As they work on these answers together, implementation design discussions emerge, no engineer can resist the temptation of imagining how the solution will work, and that is a good thing to collaborate on. Once these questions are answered, full scenarios and tests skeletons are written, one engineer implements. Solo.

That's it.

What just happened? We created opportunity for:

  • The engineer who potentially owns a Silo to share with another engineer a lot more than an after thought document. The best way to transfer knowledge is not documentation — it's collaboration on real work.
  • The engineer with more experience to share how he thinks about system design, architecture, error handling, etc.
  • Both engineers to engage in seriously thinking about a comprehensive test scenario, sharing the load — and sometimes pain — of doing so.
  • Think about testing before implementing, which can increase the design quality, error handling and logic, hopefully reducing bugs just a little bit.
  • Having two people do context lift for a piece of work, do you think your pair buddy will be able to do a better Code Review than before? Even if there is no extra value in the Code Review, it will certainly be more efficient.
  • PR merging cycles get shorter.
  • Bonus: when the team grows and needs to onboard more people, now you have at least two people with context on something, maybe you can even take a two week vacation.

Why this matters

Long ago when I thought clever code was fancy, I used to think pairing was about catching typos in real-time. It's not. The real value is before the code exists — when you're deciding what "done" looks like.

Imagine you're building a Code Review feature. You sit down with a teammate. Before anyone writes a line of code, you ask each other:

  • "What happens when the PR already approved?"
  • "What if a comment gets deleted, do we rollback the notification?"
  • "Should we hold the email notification then? For how long?"

These are crappy examples, I know, but they serve their purpose.

These questions are easy to ask when you're not neck-deep in implementation. When you're in flow, writing code, you don't stop to question the happy path as easily— you just build it and if you are lucky you hit walls and trip wires that will raise questions. The pairing session is the moment where questioning is the whole point, you broaden the view before narrowing in.

Two people asking "what should happen when…" will cover more ground than one person deep in implementation mode. The test scenarios become the contract. The implementation becomes the easy part.

When you write the test first, you're forced to understand the problem before you solve it.

This is old-school TDD. Not the "write a unit test, mock everything, move fast" version. The original version — where the test describes behavior, and the code exists to satisfy it.

What this is not

This is not a policy. It's a tactic. We're trying it because we think it will help in some cases, If we think it doesn't, we'll adjust.

This is not pairing for the entire task. Just the beginning — the part where decisions matter most. But if you get blocked and need to pair again, you have this teammate with lots of context on what you are doing to help.

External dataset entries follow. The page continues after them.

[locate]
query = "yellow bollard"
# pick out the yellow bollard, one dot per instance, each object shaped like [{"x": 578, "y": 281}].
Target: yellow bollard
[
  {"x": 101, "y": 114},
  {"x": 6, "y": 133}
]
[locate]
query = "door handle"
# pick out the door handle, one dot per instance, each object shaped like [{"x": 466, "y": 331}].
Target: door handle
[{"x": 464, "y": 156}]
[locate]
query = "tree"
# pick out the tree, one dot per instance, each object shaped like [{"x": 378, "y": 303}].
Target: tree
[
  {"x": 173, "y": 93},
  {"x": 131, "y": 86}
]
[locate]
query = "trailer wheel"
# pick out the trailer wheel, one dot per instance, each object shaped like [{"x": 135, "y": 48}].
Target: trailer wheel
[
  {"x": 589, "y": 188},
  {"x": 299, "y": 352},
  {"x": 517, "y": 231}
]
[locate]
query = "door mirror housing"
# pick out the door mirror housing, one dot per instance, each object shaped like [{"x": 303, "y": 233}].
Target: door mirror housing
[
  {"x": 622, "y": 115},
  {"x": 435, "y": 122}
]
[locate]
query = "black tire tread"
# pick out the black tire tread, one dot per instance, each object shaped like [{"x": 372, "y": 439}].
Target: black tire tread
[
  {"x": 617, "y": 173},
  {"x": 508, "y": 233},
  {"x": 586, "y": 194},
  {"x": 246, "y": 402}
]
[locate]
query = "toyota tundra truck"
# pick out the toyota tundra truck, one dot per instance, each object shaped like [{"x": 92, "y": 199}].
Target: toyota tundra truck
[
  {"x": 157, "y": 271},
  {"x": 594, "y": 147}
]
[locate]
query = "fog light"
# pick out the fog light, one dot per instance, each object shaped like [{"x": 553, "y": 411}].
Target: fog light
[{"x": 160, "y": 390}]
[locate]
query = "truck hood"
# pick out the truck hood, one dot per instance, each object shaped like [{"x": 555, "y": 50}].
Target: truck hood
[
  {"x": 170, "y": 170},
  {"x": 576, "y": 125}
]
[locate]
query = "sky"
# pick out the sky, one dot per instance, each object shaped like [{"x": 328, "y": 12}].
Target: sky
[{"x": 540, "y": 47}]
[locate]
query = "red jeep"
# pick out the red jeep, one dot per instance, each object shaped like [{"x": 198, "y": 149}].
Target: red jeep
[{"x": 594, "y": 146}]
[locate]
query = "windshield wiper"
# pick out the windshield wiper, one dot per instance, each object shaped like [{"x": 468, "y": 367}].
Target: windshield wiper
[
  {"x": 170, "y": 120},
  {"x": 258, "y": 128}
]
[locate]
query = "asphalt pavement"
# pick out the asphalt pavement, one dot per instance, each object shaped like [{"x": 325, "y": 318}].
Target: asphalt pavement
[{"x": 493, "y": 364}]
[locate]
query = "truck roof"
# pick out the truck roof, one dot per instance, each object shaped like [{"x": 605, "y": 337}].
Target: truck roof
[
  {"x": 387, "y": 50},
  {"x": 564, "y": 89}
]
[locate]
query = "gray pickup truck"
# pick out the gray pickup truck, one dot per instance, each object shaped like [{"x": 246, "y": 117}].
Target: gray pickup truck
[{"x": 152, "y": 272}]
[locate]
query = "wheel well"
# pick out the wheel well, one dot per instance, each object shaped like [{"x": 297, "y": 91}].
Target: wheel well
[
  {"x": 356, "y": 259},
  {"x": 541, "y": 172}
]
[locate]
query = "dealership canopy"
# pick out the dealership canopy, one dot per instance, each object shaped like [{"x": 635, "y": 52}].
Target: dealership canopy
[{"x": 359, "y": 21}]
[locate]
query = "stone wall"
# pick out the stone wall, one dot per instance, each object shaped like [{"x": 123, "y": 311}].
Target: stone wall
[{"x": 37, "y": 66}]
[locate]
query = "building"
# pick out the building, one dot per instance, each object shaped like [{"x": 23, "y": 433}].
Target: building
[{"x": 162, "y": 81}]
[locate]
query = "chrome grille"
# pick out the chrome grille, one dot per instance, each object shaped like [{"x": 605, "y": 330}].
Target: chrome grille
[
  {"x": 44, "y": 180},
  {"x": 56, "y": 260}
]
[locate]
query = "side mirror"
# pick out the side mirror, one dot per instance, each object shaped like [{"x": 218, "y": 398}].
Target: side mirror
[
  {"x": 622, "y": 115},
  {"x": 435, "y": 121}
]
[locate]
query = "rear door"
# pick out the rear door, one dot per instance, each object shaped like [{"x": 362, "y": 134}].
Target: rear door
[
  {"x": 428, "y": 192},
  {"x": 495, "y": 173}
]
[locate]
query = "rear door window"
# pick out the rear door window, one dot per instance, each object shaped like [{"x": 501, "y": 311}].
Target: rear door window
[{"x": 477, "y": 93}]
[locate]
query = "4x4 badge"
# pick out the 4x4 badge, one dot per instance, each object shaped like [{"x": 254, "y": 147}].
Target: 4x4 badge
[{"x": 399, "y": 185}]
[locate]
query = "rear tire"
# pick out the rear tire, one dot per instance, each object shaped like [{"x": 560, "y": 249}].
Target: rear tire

This is not about slowing down. It's about doing less rework. If you consider the team's actual velocity not to be time from "task card" to deployed in production, but time from "task card" to value in the hands of customers, then designing better solutions means shipping faster overall.

Picture two futures

In the first one, you pick up a ticket, spend half a day or more building context alone, write tests that mock the hard parts, ship a PR that gets a rubber-stamp review, and find the bug in staging three days later (you shipped on Thursday). You fix it. Another PR. Another review cycle. Another not-that-useful Code Review. The feature that was supposed to take a week takes two.

In the second one, you pick up a ticket and spend an hour with a teammate. You talk through the scenarios. You write tests that describe what the feature actually does. You implement solo, with clarity. Your pair partner reviews in 20 minutes after you post it for review because they already know what they're looking at. The feature ships. It works.

Every time I see a defect caught in staging, I ask myself: "Would two people writing the test scenarios together have caught this?"

Usually, the answer is yes.

Let's find out.